Many of you may still have this phrase ringing in your ears if you traveled with children for any length of time this past holiday season. Representatives from the ACT-AD Coalition, chaired by the Alliance for Aging Research, heard these same words almost two years ago, not uttered from the mouths of babes, but rather by prominent officials at the Food and Drug Administration (FDA) in a conversation regarding evidence to support the use of biomarkers for Alzheimer’s disease in clinical trials for “disease-modifying” therapies.
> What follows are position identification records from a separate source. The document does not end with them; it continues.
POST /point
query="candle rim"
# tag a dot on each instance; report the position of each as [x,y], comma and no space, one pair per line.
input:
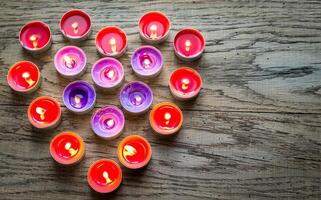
[192,94]
[199,35]
[101,132]
[65,15]
[134,165]
[107,59]
[87,106]
[106,188]
[99,48]
[152,120]
[71,73]
[156,12]
[80,154]
[147,72]
[47,125]
[28,24]
[10,81]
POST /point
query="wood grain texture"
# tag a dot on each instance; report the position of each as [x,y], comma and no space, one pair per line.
[253,133]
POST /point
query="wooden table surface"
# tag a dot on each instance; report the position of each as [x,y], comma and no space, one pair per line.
[253,133]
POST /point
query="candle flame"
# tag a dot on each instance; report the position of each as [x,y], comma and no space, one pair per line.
[153,32]
[27,78]
[106,176]
[34,39]
[41,111]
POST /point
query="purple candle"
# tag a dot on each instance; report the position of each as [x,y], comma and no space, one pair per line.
[108,122]
[147,62]
[136,97]
[70,62]
[79,97]
[107,73]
A group of top Alzheimer’s experts systematically surveyed peer-reviewed literature in this area and determined that yes, “we are there” with several established biomarkers. Cerebrospinal fluid assays that detect amyloid-beta 42 and tau, positron emission tomography (PET) that detects the AB deposits in the brain, and magnetic resonance imaging and PET that detect AD-related neuronal loss in the brain, are sufficiently validated for incorporation in AD trials. The Working Group has published their review in the Neurobiology of Aging. This is good news for those waiting for better treatments and a cure, as well as those conducting research. Biomarkers can improve the way clinical trials are designed by providing greater precision in measuring dementia progression, allowing for selective enrollment of patients in trials requiring fewer participants and less time to demonstrate a treatment effect, and enhancing confidence that patients are accurately diagnosed with Alzheimer’s Disease. Since all clinical trials to date of “disease-modifying” compounds in AD patients have failed to show benefit, we hope the Working Group's review will serve as a guide for the FDA and industry on how best to proceed with designing and executing future AD trials.